卷积核对每个相连的特征图分通道卷积，然后将所有通道按元素相加，最终输出16个10x10的特征图。

这需要我们定义新的神经网络层继承自`nn.Module`：

In [5]:
class LeNetC3(nn.Module):
    def __init__(self, num_s2_feature_maps=6, out_channels=16, kernel_size=(5, 5), stride=1, padding=0):
        super(LeNetC3, self).__init__()

        self.connections = [
                [(i + j) % num_s2_feature_maps for j in range(3)] for i in range(num_s2_feature_maps) # 0-5
            ] + [
                [(i + j) % num_s2_feature_maps for j in range(4)] for i in range(num_s2_feature_maps) # 6-11
            ] + [
                [0, 1, 3, 4], [1, 2, 4, 5], [0, 2, 3, 5] # 12-14
            ] + [
                list(range(num_s2_feature_maps)) # 15
            ]
        
        self.conv_layers = nn.ModuleList()
        for i in range(out_channels):
            conv = nn.Conv2d(len(self.connections[i]), 1, kernel_size=kernel_size, stride=stride, padding=padding)
            self.conv_layers.append(conv)

    def forward(self, x):
        outputs = []
        for i, conv in enumerate(self.conv_layers):
            indices = self.connections[i]
            conv_input = x[:, indices, :, :]
            conv_output = conv(conv_input)
            outputs.append(conv_output)
        return torch.cat(outputs, dim=1)

#### S4
第四层（S4）再次执行与S2相似的子采样，等价于2x2的平均池化层再通过激活函数层，进一步压缩空间信息，输出16个5x5特征图。

#### C5
第五层（C5）是一个包含120个5x5卷积核的卷积层，每个卷积核和S4的16个特征图全有连接，输出120个1x1特征图，相当于一个120维向量。

#### F6
第六层（F6）是一个宽度84的全连接层，其激活函数为：
$$f(a)=A\tanh(Sa)$$
其中作者取$A=1.7159, S=0.6667$以满足$f(1)=1,f(-1)=-1$

#### OUTPUT
输出层（OUTPUT）是一个宽度10的径向激活函数（RBF）全连接层：
$$\phi_i(y^{(6)})=\exp(-\frac{\sum_{j}\|y_j^{(6)}-w_{ij}\|^2}{\sigma_i^2})$$
我们参考[torchrbf](https://github.com/ArmanMaesumi/torchrbf)中的RBF层：

In [6]:
class RBF(nn.Module):
    """
    Transforms incoming data using a given radial basis function:
    u_{i} = rbf(||x - c_{i}|| / s_{i})

    Arguments:
        in_features: size of each input sample
        out_features: size of each output sample

    Shape:
        - Input: (N, in_features) where N is an arbitrary batch size
        - Output: (N, out_features) where N is an arbitrary batch size

    Attributes:
        centres: the learnable centres of shape (out_features, in_features).
            The values are initialised from a standard normal distribution.
            Normalising inputs to have mean 0 and standard deviation 1 is
            recommended.
        
        log_sigmas: logarithm of the learnable scaling factors of shape (out_features).
        
        basis_func: the radial basis function used to transform the scaled
            distances.
    """

    def __init__(self, in_features, out_features, basis_func):
        super(RBF, self).__init__()
        self.in_features = in_features
        self.out_features = out_features
        self.centres = nn.Parameter(torch.Tensor(out_features, in_features))
        self.log_sigmas = nn.Parameter(torch.Tensor(out_features))
        self.basis_func = basis_func
        self.reset_parameters()

    def reset_parameters(self):
        nn.init.normal_(self.centres, 0, 1)
        nn.init.constant_(self.log_sigmas, 0)
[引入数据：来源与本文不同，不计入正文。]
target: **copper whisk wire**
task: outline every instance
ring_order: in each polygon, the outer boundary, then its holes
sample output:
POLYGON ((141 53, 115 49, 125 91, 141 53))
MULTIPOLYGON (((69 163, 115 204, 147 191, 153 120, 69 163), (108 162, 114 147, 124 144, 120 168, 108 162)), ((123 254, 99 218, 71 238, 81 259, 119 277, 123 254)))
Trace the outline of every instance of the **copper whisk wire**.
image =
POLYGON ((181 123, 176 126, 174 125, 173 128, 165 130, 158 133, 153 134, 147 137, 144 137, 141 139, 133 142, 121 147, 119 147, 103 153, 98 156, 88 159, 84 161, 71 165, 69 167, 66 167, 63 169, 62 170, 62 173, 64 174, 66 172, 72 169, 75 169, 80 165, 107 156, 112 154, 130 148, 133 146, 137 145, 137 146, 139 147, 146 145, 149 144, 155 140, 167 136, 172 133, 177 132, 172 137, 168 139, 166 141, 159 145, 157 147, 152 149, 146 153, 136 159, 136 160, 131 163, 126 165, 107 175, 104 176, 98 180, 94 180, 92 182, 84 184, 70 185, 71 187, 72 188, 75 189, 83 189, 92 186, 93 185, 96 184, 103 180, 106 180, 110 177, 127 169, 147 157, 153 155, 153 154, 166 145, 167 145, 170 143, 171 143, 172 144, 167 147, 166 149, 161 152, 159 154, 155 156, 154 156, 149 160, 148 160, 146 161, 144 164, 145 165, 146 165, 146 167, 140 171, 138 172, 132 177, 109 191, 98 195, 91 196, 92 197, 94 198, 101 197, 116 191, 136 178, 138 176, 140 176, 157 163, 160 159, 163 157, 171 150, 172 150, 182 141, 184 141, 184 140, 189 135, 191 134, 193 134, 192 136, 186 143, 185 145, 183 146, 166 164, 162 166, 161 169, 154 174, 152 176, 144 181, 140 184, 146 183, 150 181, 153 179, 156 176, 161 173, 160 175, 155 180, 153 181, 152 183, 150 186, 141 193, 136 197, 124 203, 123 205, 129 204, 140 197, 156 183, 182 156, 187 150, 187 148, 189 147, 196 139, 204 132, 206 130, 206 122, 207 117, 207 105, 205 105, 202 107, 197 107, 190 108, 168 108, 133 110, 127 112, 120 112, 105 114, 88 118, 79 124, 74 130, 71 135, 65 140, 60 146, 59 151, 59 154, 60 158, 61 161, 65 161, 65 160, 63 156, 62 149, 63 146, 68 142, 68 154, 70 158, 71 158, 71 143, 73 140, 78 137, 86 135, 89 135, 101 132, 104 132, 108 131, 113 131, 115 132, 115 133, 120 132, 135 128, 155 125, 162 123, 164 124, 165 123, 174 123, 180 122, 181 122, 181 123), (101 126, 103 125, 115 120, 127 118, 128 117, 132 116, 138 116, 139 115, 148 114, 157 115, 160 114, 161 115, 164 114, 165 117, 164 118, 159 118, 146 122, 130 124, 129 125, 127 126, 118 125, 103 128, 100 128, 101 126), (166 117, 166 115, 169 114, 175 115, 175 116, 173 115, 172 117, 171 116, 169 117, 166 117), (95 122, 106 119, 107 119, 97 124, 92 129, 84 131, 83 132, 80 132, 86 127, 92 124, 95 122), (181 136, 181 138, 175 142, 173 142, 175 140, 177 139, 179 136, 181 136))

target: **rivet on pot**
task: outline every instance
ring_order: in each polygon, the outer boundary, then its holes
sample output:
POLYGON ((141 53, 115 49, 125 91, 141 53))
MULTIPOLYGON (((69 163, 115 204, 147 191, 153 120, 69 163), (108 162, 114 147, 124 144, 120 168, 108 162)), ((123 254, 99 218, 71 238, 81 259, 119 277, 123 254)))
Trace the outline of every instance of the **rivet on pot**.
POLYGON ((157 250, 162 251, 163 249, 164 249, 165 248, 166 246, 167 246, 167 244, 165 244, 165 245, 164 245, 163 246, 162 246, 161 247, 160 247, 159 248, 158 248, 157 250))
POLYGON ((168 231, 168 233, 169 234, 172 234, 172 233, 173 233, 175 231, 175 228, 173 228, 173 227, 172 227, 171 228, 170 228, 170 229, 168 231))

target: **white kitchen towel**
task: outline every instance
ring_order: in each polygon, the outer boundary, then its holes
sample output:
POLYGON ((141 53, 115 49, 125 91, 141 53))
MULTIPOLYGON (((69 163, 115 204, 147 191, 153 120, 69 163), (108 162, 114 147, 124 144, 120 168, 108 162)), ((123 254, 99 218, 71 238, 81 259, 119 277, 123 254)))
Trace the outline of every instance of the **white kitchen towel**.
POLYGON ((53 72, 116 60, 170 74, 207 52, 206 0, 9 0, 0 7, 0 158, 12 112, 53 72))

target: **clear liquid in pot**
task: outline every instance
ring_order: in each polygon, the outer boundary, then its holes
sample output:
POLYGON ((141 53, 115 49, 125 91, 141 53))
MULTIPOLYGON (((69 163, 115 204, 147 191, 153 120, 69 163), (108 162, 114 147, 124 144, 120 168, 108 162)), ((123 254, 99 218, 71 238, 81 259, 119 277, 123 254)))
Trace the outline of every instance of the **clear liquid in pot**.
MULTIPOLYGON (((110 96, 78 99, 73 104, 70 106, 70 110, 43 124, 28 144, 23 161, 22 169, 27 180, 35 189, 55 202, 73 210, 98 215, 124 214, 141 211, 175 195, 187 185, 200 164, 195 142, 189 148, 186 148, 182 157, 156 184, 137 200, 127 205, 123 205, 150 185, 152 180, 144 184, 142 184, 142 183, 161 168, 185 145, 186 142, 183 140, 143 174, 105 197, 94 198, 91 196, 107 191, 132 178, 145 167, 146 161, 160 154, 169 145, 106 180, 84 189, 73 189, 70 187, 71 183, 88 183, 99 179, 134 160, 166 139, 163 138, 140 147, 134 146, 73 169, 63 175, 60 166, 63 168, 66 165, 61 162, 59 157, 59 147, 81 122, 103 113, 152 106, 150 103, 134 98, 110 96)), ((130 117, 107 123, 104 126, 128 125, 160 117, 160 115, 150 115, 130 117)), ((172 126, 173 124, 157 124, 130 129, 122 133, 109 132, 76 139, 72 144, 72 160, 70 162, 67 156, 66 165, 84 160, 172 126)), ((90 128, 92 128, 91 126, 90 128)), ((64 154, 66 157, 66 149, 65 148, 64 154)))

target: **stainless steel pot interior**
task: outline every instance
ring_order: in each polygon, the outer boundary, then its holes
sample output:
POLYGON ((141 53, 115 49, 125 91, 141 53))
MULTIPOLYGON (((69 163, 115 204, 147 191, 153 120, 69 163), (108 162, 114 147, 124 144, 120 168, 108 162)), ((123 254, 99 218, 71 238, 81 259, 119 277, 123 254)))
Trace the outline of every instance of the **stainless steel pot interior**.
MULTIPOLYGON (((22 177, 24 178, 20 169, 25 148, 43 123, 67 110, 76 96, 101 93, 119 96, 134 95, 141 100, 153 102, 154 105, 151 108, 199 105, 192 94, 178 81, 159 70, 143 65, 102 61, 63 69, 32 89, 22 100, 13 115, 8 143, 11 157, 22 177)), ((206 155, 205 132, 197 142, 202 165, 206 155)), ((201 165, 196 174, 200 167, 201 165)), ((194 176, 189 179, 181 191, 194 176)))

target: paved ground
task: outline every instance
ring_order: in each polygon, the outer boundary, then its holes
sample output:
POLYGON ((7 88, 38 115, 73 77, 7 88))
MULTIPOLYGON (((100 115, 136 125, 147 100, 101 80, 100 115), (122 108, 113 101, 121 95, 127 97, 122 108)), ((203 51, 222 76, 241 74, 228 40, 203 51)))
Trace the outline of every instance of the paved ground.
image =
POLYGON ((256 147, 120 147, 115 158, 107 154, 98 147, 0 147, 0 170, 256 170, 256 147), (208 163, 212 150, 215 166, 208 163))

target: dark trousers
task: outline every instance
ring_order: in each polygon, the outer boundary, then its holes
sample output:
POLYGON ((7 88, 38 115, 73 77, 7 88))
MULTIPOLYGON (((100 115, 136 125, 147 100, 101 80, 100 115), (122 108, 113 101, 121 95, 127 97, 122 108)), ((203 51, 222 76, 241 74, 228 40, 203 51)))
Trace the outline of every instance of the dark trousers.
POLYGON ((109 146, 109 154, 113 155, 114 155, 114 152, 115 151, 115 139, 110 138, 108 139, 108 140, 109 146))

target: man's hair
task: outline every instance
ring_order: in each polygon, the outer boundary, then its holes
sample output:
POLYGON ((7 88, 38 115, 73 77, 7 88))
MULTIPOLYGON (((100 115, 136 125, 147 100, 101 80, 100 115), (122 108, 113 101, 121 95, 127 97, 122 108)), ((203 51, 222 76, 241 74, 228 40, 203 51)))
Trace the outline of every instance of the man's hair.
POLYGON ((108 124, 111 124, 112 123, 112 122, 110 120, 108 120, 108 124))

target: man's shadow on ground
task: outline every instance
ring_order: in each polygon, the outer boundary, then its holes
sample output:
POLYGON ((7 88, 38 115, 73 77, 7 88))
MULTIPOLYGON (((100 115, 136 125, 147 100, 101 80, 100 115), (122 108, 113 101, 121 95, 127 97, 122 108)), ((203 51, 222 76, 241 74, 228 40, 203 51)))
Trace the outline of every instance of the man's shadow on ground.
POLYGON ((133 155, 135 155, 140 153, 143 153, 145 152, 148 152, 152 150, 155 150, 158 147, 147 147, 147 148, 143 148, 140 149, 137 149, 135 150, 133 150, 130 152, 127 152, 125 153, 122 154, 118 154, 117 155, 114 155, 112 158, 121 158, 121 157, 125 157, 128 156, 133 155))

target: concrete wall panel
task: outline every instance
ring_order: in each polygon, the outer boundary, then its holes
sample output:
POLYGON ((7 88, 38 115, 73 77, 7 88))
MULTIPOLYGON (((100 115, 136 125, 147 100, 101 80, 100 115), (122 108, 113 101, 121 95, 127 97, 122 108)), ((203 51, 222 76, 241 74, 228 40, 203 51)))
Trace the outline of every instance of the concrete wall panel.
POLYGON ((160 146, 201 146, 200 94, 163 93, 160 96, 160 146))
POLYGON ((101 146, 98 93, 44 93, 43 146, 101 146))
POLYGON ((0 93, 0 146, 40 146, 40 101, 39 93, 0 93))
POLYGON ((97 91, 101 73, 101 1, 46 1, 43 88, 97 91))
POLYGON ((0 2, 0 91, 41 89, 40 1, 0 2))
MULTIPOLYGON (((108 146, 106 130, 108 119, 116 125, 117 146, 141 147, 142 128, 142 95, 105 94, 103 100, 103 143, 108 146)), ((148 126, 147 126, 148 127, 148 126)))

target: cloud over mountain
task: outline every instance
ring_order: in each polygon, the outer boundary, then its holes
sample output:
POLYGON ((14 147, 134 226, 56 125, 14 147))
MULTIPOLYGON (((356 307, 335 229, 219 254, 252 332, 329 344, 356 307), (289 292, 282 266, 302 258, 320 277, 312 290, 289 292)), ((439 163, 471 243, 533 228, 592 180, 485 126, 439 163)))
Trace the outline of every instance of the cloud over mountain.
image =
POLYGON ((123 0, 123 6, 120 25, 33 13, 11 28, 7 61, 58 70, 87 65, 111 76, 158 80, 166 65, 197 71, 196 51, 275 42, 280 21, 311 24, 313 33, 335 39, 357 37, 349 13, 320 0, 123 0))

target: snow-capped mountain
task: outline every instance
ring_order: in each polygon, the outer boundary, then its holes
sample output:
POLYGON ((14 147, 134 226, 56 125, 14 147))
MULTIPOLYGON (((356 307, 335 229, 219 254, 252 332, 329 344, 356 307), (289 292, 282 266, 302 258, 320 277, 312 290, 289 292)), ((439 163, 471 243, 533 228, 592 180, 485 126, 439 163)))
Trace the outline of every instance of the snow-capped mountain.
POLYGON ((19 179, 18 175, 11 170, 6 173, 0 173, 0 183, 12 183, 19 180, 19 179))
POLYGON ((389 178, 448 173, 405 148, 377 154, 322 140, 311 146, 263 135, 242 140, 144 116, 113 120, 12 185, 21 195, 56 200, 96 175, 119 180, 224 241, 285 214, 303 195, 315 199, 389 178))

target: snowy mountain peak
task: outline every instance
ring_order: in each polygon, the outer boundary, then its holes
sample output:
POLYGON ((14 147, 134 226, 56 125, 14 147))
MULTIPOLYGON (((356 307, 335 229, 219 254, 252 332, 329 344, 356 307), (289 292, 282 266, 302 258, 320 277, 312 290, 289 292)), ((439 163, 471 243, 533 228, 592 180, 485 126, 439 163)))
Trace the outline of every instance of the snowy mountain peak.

    def forward(self, input):
        size = (input.size(0), self.out_features, self.in_features)
        x = input.unsqueeze(1).expand(size)
        c = self.centres.unsqueeze(0).expand(size)
        distances = (x - c).pow(2).sum(-1).pow(0.5) / torch.exp(self.log_sigmas).unsqueeze(0)
        return self.basis_func(distances)

综上，LeNet的结构可以表示为：

In [7]:
class LeNet(nn.Module):
    def __init__(self):
        super(LeNet, self).__init__()
        # C1 Convolution Layer
        self.conv1 = nn.Conv2d(1, 6, 5, padding=2)  # Input channels=1 for grayscale, output channels=6, kernel size=5x5
        # S2 Subsampling Layer (Pooling)
        self.pool = nn.AvgPool2d(2, 2)  # 2x2 average pooling
        self.w1 = nn.Parameter(torch.randn(1, 6, 1, 1))
        self.b1 = nn.Parameter(torch.randn(1, 6, 1, 1))
        # C3 Convolution Layer with custom connections
        self.conv2 = LeNetC3(num_s2_feature_maps=6, out_channels=16, kernel_size=(5, 5))
        # S4 Subsampling Layer
        self.pool = nn.AvgPool2d(2, 2)
        self.w2 = nn.Parameter(torch.randn(1, 16, 1, 1))
        self.b2 = nn.Parameter(torch.randn(1, 16, 1, 1))
        # C5 Convolution Layer
        self.conv3 = nn.Conv2d(16, 120, 5)  # Input channels=16 from S4, output channels=120, kernel size=5x5
        # F6 Fully Connected Layer
        self.fc1 = nn.Linear(120, 84)
        self.A = 1.7159
        self.S = 2/3
        # Output Layer
        self.fc2 = RBF(84, 10, lambda x: torch.exp(-x**2))

    def forward(self, x):
        x = self.conv1(x)
        x = self.pool(x)
        x = self.w1 * x + self.b1
        x = F.sigmoid(x)
        x = self.conv2(x)
        x = self.pool(x)
        x = self.w2 * x + self.b2
        x = F.sigmoid(x)
        x = self.conv3(x)
        x = x.view(-1, 120)  # Flatten the tensor for the fully connected layer
        x = self.fc1(x)
        x = self.A * F.tanh(self.S * x)
        x = self.fc2(x)
        return x

### 训练


In [10]:
# Define the device to use
device = torch.device("cuda" if torch.cuda.is_available() else "cpu")

# Instantiate the model
model = LeNet().to(device)

# Loss function and optimizer
criterion = nn.CrossEntropyLoss()
optimizer = optim.Adam(model.parameters(), lr=0.001)
# Initialize TensorBoard writer
writer = SummaryWriter(log_dir='logs')

# Training loop
num_epochs = 10  # Number of epochs to train the model
for epoch in range(num_epochs):
    running_loss = 0.0
    for i, data in enumerate(train_loader, 0):
        inputs, labels = data
        inputs, labels = inputs.to(device), labels.to(device)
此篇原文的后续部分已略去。